Excerpts from a Virtual Reality Researcher

Multi-threaded loading of data in OpenGL applications

During implementation of the vizHOME viewer point rendering application, it quickly became apparent that with the amount of data we are gathering with the LiDAR scanner, we would need a multi-threaded technique for loading points outside of our main rendering thread.. often known as an “out-of-core” technique.

Implementation details on how to properly execute this sort of technique weren’t exactly in abundance.  A common use in graphics applications is for loading level-of-detail versions of large terrains on the fly, in games or geographical applications.  Other previous point cloud renderers have done it in various forms but not a whole lot is out there on what is the correct way to do it.

Having had various multi-threaded programming experiences over the years, I’ve been able to put together a couple different techniques for loading “out-of-core” in the current viewing tool.  In working through this problem, two different variations on the technique stood out, namely, whether we should create multiple threads and a single OpenGL context (MTSC – multiple threads, single context) or whether we should create multiple threads, each with their own OpenGL context (MTMC – multiple threads, multiple context).

The big difference between these two variations is with MTSC, physical memory has to be allocated each time a file is read from disk containing points, whereas with MTMC, we can share OpenGL objects across threads and can read data directly onto the GPU via the glMapBufferRange function in the actual reading thread.  This is instead of passing the read data in a physical memory buffer back to the main rendering thread for upload to the GPU via the glBufferData function. Uploading to the GPU on the reading thread saves an extra copy of data and also makes it so we don’t have to worry about things like memory fragmentation from dynamic memory allocations (supposing that we aren’t using some sort of memory pool to alleviate this). On the other hand, literature states that the more OpenGL contexts you have active and the more things you have going on in those contexts, the more the OpenGL pipeline needs to perform a “context switch”, which, according to this nice blog post about multiple contexts, affords a performance penalty.

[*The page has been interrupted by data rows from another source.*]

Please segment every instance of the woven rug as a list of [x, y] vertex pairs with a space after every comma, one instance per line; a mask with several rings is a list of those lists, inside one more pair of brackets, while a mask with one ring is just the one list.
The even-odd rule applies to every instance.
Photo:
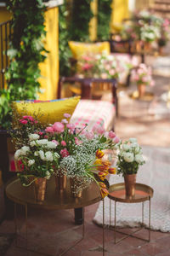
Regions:
[[[158, 138], [157, 138], [158, 139]], [[139, 167], [137, 183], [154, 189], [151, 199], [151, 230], [170, 232], [170, 148], [143, 146], [146, 163]], [[122, 177], [111, 175], [110, 184], [123, 182]], [[114, 224], [114, 201], [111, 201], [111, 225]], [[144, 225], [148, 227], [149, 201], [144, 201]], [[110, 223], [109, 198], [105, 198], [105, 223]], [[94, 222], [102, 224], [103, 207], [99, 203]], [[141, 203], [116, 203], [116, 225], [138, 227], [141, 224]]]

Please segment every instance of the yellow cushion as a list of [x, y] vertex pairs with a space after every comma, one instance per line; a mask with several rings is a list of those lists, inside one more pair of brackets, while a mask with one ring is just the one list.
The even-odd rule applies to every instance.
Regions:
[[44, 102], [14, 102], [12, 105], [14, 116], [21, 118], [23, 115], [31, 115], [37, 118], [42, 125], [60, 122], [64, 118], [64, 113], [73, 113], [80, 96], [75, 96], [57, 101]]
[[69, 42], [69, 47], [75, 59], [79, 59], [82, 55], [88, 53], [101, 54], [105, 51], [106, 54], [110, 54], [110, 44], [109, 42], [99, 43], [81, 43], [81, 42]]

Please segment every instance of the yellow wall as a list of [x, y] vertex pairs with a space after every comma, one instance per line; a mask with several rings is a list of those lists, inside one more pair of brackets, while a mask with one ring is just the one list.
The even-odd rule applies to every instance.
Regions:
[[57, 96], [59, 79], [59, 9], [49, 9], [45, 13], [46, 38], [45, 48], [49, 50], [48, 57], [40, 64], [42, 78], [40, 100], [52, 100]]
[[128, 17], [128, 0], [113, 0], [110, 21], [111, 32], [119, 32], [122, 29], [123, 19]]
[[97, 38], [97, 13], [98, 13], [98, 0], [94, 0], [91, 2], [91, 9], [94, 16], [91, 19], [89, 22], [89, 37], [91, 41], [95, 41]]
[[10, 14], [8, 12], [6, 7], [0, 7], [0, 23], [10, 20]]

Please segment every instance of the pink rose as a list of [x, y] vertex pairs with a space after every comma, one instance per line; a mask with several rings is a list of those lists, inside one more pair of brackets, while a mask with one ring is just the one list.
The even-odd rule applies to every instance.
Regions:
[[59, 145], [59, 142], [57, 142], [56, 140], [53, 140], [52, 141], [54, 143], [55, 143], [57, 146]]
[[65, 131], [65, 125], [60, 122], [55, 122], [53, 125], [53, 130], [57, 133], [61, 133]]
[[66, 146], [66, 143], [65, 141], [61, 141], [61, 145], [62, 146]]
[[113, 142], [116, 144], [120, 142], [120, 138], [118, 137], [115, 137], [114, 139], [113, 139]]
[[26, 125], [26, 124], [28, 123], [28, 121], [24, 120], [24, 119], [20, 119], [20, 122], [22, 125]]
[[46, 131], [46, 132], [53, 133], [53, 132], [54, 132], [53, 127], [51, 127], [51, 126], [47, 127], [47, 128], [45, 129], [45, 131]]
[[68, 124], [68, 121], [67, 121], [67, 119], [62, 119], [62, 120], [61, 120], [61, 123], [62, 123], [62, 124]]
[[94, 138], [94, 132], [92, 131], [87, 131], [85, 133], [85, 137], [87, 137], [88, 140], [92, 140]]
[[111, 139], [116, 137], [116, 134], [113, 131], [109, 131], [109, 137], [111, 138]]
[[64, 157], [67, 157], [70, 154], [66, 148], [64, 148], [64, 149], [61, 149], [60, 154], [64, 158]]
[[69, 119], [69, 118], [71, 117], [71, 114], [68, 113], [64, 113], [64, 117], [65, 117], [65, 119]]

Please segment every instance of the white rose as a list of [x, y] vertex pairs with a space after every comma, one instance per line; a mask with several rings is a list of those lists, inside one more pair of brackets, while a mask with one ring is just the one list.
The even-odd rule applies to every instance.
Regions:
[[130, 142], [131, 143], [137, 143], [137, 139], [136, 139], [135, 137], [130, 137], [130, 138], [129, 138], [129, 142]]
[[139, 163], [139, 164], [144, 163], [144, 158], [143, 158], [142, 154], [136, 154], [135, 161], [137, 161], [137, 163]]
[[56, 148], [57, 145], [53, 142], [48, 142], [47, 143], [47, 148]]
[[18, 160], [21, 154], [21, 152], [22, 151], [20, 149], [16, 150], [16, 152], [14, 153], [14, 159]]
[[45, 160], [44, 152], [42, 150], [39, 150], [39, 155], [42, 160]]
[[31, 147], [34, 147], [34, 146], [36, 146], [37, 144], [36, 144], [36, 142], [35, 141], [31, 141], [31, 143], [30, 143], [30, 146]]
[[45, 158], [48, 161], [53, 161], [54, 158], [53, 158], [53, 154], [50, 151], [48, 151], [45, 153]]
[[30, 160], [28, 161], [28, 166], [32, 166], [34, 163], [35, 163], [35, 160]]
[[126, 162], [131, 163], [134, 160], [133, 154], [126, 152], [123, 154], [123, 158]]
[[39, 137], [40, 137], [40, 136], [38, 134], [36, 134], [36, 133], [31, 133], [28, 137], [29, 137], [30, 141], [36, 141], [36, 140], [38, 140]]

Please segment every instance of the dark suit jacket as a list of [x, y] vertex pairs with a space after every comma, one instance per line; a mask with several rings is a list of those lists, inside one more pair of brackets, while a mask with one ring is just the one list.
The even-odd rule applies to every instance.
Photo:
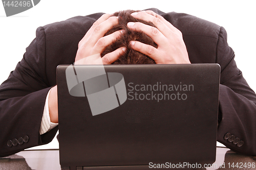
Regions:
[[[237, 67], [224, 29], [187, 14], [153, 10], [182, 32], [192, 63], [221, 65], [218, 140], [237, 152], [256, 155], [256, 95]], [[77, 16], [37, 29], [23, 59], [0, 86], [0, 156], [52, 140], [58, 127], [42, 135], [39, 129], [47, 94], [56, 84], [56, 68], [74, 62], [78, 42], [101, 15]], [[243, 144], [225, 139], [227, 133]], [[28, 142], [8, 146], [10, 140], [25, 135]]]

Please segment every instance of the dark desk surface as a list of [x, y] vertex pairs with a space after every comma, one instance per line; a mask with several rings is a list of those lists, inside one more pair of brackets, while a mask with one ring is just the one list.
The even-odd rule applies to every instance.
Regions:
[[[202, 169], [256, 169], [256, 157], [238, 154], [227, 148], [217, 147], [216, 161], [214, 165], [215, 167]], [[222, 167], [220, 167], [221, 165]], [[0, 170], [2, 169], [61, 169], [59, 151], [27, 150], [1, 158]]]

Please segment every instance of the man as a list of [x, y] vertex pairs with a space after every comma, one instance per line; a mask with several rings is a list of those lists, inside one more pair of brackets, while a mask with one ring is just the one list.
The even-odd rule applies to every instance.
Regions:
[[[127, 26], [144, 32], [157, 47], [136, 40], [130, 41], [130, 46], [157, 64], [219, 63], [221, 74], [218, 140], [238, 152], [256, 155], [256, 95], [236, 66], [225, 30], [187, 14], [152, 10], [154, 12], [131, 15], [152, 22], [156, 27], [139, 22], [130, 22]], [[57, 130], [54, 123], [58, 123], [56, 66], [79, 61], [97, 64], [89, 57], [102, 54], [125, 34], [121, 30], [104, 36], [118, 23], [118, 17], [98, 13], [37, 30], [36, 38], [23, 59], [0, 87], [1, 156], [52, 140]], [[111, 64], [129, 50], [120, 47], [104, 55], [102, 62]], [[48, 118], [49, 121], [46, 120]]]

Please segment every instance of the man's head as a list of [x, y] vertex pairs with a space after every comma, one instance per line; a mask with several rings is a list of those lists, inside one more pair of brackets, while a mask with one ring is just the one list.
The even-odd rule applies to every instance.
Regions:
[[142, 32], [136, 32], [127, 28], [127, 23], [129, 22], [140, 22], [155, 27], [151, 22], [146, 22], [132, 17], [131, 14], [135, 12], [138, 11], [127, 10], [115, 13], [113, 16], [118, 16], [119, 25], [109, 30], [105, 34], [106, 36], [120, 30], [124, 30], [125, 31], [124, 33], [121, 35], [120, 38], [113, 42], [112, 44], [107, 46], [101, 54], [101, 57], [103, 57], [106, 54], [113, 52], [119, 47], [125, 47], [126, 48], [125, 52], [121, 55], [117, 60], [113, 63], [114, 64], [156, 63], [155, 61], [148, 56], [133, 50], [131, 47], [129, 42], [131, 41], [136, 40], [157, 47], [157, 45], [154, 42], [152, 39], [145, 33]]

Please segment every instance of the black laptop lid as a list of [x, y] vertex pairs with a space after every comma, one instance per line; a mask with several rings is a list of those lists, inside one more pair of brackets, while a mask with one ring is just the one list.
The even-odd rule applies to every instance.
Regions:
[[57, 67], [61, 167], [215, 161], [218, 64], [102, 67]]

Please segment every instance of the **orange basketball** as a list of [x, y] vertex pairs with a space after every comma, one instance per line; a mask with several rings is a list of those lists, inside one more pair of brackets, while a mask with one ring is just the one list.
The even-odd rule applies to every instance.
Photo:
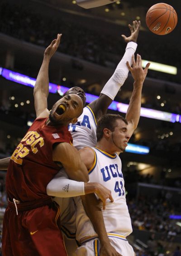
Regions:
[[176, 27], [177, 15], [171, 5], [159, 3], [148, 10], [146, 15], [146, 23], [153, 33], [157, 35], [167, 35]]

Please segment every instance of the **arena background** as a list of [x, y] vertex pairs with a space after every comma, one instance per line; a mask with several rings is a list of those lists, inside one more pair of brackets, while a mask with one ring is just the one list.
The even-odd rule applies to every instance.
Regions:
[[[129, 239], [137, 255], [142, 256], [172, 256], [181, 244], [181, 3], [166, 2], [176, 10], [178, 23], [171, 33], [159, 36], [148, 30], [145, 20], [148, 9], [158, 2], [121, 0], [88, 10], [71, 0], [0, 3], [1, 158], [11, 155], [35, 118], [32, 85], [22, 83], [32, 84], [29, 78], [36, 78], [45, 47], [57, 33], [63, 35], [50, 65], [50, 82], [56, 85], [49, 97], [50, 109], [62, 86], [78, 85], [99, 95], [124, 53], [121, 35], [129, 35], [128, 25], [135, 19], [142, 23], [137, 52], [144, 60], [176, 68], [176, 75], [148, 71], [143, 91], [144, 108], [129, 141], [134, 145], [130, 150], [136, 145], [137, 152], [121, 154], [133, 228]], [[116, 102], [129, 104], [133, 83], [129, 75]], [[126, 108], [115, 105], [117, 110]], [[0, 172], [1, 230], [7, 204], [5, 173]]]

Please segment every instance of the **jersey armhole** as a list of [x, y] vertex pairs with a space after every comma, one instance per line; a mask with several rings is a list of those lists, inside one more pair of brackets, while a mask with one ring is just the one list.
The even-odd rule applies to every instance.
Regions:
[[91, 167], [89, 169], [89, 170], [88, 170], [88, 173], [89, 174], [89, 175], [94, 171], [94, 170], [95, 169], [96, 164], [97, 164], [97, 155], [95, 151], [94, 151], [92, 148], [91, 148], [91, 149], [94, 151], [94, 163], [92, 165], [92, 166], [91, 166]]

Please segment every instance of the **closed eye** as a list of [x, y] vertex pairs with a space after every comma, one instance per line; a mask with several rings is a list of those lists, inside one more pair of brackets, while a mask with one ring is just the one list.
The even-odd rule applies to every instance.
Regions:
[[76, 101], [73, 101], [72, 105], [74, 108], [76, 109], [78, 106], [78, 104]]

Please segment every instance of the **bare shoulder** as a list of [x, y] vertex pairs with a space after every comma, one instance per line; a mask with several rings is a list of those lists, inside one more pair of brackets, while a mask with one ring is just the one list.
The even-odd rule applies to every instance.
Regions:
[[48, 109], [46, 108], [43, 112], [37, 116], [37, 118], [48, 117], [49, 115], [50, 111]]
[[89, 170], [94, 162], [95, 153], [93, 150], [90, 147], [85, 147], [80, 149], [79, 152], [81, 155], [81, 160]]
[[67, 142], [57, 144], [53, 150], [53, 160], [62, 163], [75, 159], [80, 159], [78, 151], [75, 147]]

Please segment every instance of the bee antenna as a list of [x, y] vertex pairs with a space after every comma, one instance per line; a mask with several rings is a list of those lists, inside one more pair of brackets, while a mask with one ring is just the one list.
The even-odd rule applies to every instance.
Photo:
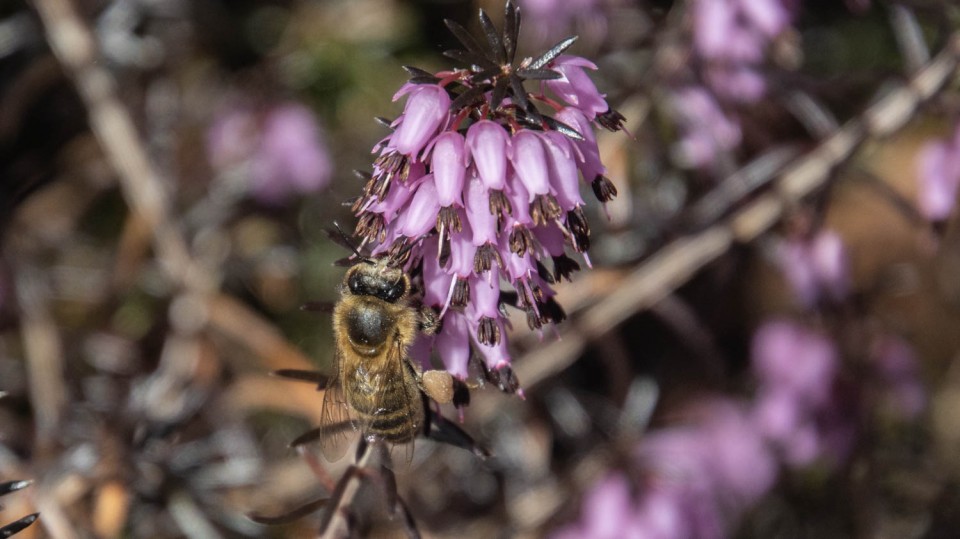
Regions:
[[332, 231], [327, 230], [327, 235], [330, 236], [330, 239], [353, 251], [353, 254], [357, 255], [357, 258], [360, 259], [361, 262], [373, 264], [373, 260], [371, 260], [370, 257], [363, 256], [363, 254], [360, 253], [360, 250], [357, 249], [357, 245], [353, 243], [353, 240], [350, 238], [350, 236], [347, 235], [347, 233], [343, 231], [343, 228], [340, 227], [340, 223], [334, 221], [333, 227], [337, 230], [337, 234], [334, 235]]

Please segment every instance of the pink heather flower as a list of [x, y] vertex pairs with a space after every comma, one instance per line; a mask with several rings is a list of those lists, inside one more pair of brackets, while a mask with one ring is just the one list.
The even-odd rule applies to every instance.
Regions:
[[752, 357], [765, 386], [785, 388], [814, 406], [829, 401], [838, 366], [825, 336], [786, 320], [768, 322], [754, 334]]
[[227, 110], [207, 132], [207, 153], [214, 168], [242, 167], [251, 193], [266, 204], [318, 191], [333, 173], [320, 126], [298, 103], [262, 114], [243, 107]]
[[913, 348], [899, 337], [883, 335], [873, 344], [870, 357], [887, 410], [916, 419], [927, 406], [927, 393]]
[[788, 321], [768, 322], [753, 340], [758, 381], [754, 421], [787, 464], [839, 462], [853, 448], [857, 411], [839, 381], [825, 336]]
[[443, 88], [429, 84], [413, 88], [403, 109], [403, 121], [390, 137], [391, 144], [403, 155], [418, 153], [437, 134], [449, 108], [450, 96]]
[[583, 500], [580, 522], [563, 528], [553, 539], [621, 539], [644, 537], [637, 529], [636, 502], [630, 483], [620, 474], [611, 474], [597, 483]]
[[[508, 2], [508, 21], [514, 10]], [[596, 66], [561, 55], [572, 39], [509, 70], [501, 66], [513, 62], [516, 36], [502, 43], [509, 46], [471, 53], [469, 69], [407, 68], [413, 78], [395, 95], [406, 99], [403, 114], [374, 147], [353, 210], [363, 245], [396, 257], [417, 276], [424, 304], [439, 311], [442, 330], [430, 342], [446, 368], [465, 376], [477, 358], [512, 390], [505, 298], [517, 298], [512, 306], [532, 328], [564, 318], [551, 284], [580, 267], [567, 249], [586, 261], [590, 245], [581, 178], [601, 202], [616, 195], [594, 122], [616, 130], [623, 117], [584, 70]], [[551, 110], [537, 108], [542, 100], [526, 79], [558, 96]]]
[[673, 110], [680, 125], [681, 138], [676, 146], [680, 164], [690, 168], [708, 168], [717, 156], [740, 145], [740, 126], [721, 108], [710, 93], [700, 87], [678, 90]]
[[765, 93], [758, 68], [770, 42], [790, 24], [782, 0], [695, 0], [693, 42], [706, 79], [726, 99], [752, 103]]
[[487, 189], [503, 189], [507, 181], [507, 130], [490, 120], [480, 120], [467, 129], [467, 149], [477, 175]]
[[[524, 24], [540, 45], [549, 45], [570, 34], [580, 34], [589, 43], [607, 35], [610, 9], [622, 0], [522, 0]], [[528, 22], [529, 21], [529, 22]]]
[[785, 242], [778, 253], [780, 267], [794, 294], [806, 307], [847, 296], [850, 276], [843, 240], [833, 231], [809, 239]]
[[642, 484], [610, 474], [586, 494], [580, 521], [552, 537], [727, 537], [773, 487], [779, 466], [742, 404], [716, 400], [695, 411], [691, 424], [637, 445]]
[[588, 119], [593, 120], [597, 114], [610, 108], [604, 100], [606, 96], [597, 91], [593, 81], [583, 72], [583, 68], [596, 70], [596, 64], [579, 56], [561, 54], [550, 65], [563, 77], [544, 81], [544, 86], [577, 107]]
[[917, 159], [920, 212], [931, 221], [953, 213], [960, 186], [960, 125], [950, 140], [929, 142]]

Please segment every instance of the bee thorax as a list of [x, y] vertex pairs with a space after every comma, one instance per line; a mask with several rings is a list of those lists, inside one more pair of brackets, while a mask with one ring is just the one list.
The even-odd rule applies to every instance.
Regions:
[[346, 322], [350, 341], [360, 346], [380, 346], [393, 327], [389, 315], [377, 309], [354, 309], [347, 314]]

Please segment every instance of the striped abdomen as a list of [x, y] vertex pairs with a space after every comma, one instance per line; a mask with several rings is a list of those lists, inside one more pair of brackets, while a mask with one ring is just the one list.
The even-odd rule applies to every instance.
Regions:
[[402, 444], [417, 436], [424, 413], [416, 380], [405, 365], [397, 367], [382, 373], [359, 367], [344, 379], [344, 389], [365, 436]]

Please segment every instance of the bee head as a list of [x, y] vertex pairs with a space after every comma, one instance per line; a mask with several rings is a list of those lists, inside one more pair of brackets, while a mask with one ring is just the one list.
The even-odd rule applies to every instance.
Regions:
[[347, 270], [344, 279], [355, 296], [373, 296], [387, 303], [396, 303], [410, 290], [410, 278], [388, 259], [364, 260]]

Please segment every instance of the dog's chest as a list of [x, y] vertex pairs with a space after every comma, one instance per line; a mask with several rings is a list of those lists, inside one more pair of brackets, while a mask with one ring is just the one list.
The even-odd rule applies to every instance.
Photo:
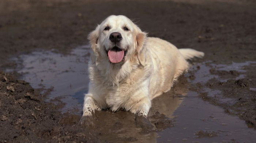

In our situation, we actually aren’t performing any rendering within the other contexts, just uploading to the GPU, so the question becomes, does this still create a significant performance hit?  If so, is it worse than having to pass around a bunch of memory buffers at run time as opposed to being able to directly upload to the GPU?

To test this out, I conducted a short test, comparing rates at which data loads to overall frame rate of our point rendering application amongst the two techniques.  The test was performed on a 1280×800 window on a Windows 7 64 Bit machine with 8 GB ram, 8 cores and a GeForce GT 750M nVidia card with 4 GB of graphics memory.  The test point cloud consisted of 156.4 million points.  Timing was performed by starting in a position within the model where 2,259 octants and 4,433,172 points would need to be loaded and recording the time between start of reading and when all the reading queues became empty.  All times were recorded after nodes had been cached by the system try to remove this factor from the measurements as much as possible (no other files or applications were accessed in-between).  Also, the reading here is actually being done from a big binary blob that has been memory mapped (this will be discussed in a future post), so basically a memcpy copies out the data from the binary blob either into a physically allocated float array (MTSC) or a direct GPU memory pointer returned from glMapBufferRange (MTMC).  The test was conducted with 1, 2, 4, and 8 threads in each case.  I recorded 10 timings for the MTSC and MTMC for each of these thread numbers and threw out the min and max of each set of 10 timings.  I then took the average of the remaining 8 samples and plotted them (milliseconds to converge on y-axis, number of threads on x axis):

thread_reading_analysis

A couple fairly interesting things stand out here.  There was a decent difference in over all convergence time where Multiple Threads, Single OpenGL Context was faster when using a fewer number of threads.  However, when the thread total upped to 4-8, the time to convergence was very similiar, with the Multiple Threads, Multiple OpenGL Contexts actually performing about a quarter to half millisecond faster.

So it appears that using multiple OpenGL contexts for reading can possibly give you a win, due to the same reading speeds (with a larger number of threads), but no need for physical memory allocation.  It would be interesting to see if trying this with more samples, or more threads yields the same results.  Also, there are other things going on in this test case other then reading (it’s actually drawing the data as well until it converges), so it’d be interesting to see if there’s any difference in drawing time between the two – although frame rates during the tests both leveled out at 30 fps.

Has anyone else out there dealt with multiple OpenGL contexts?  How has performance been affected in your application?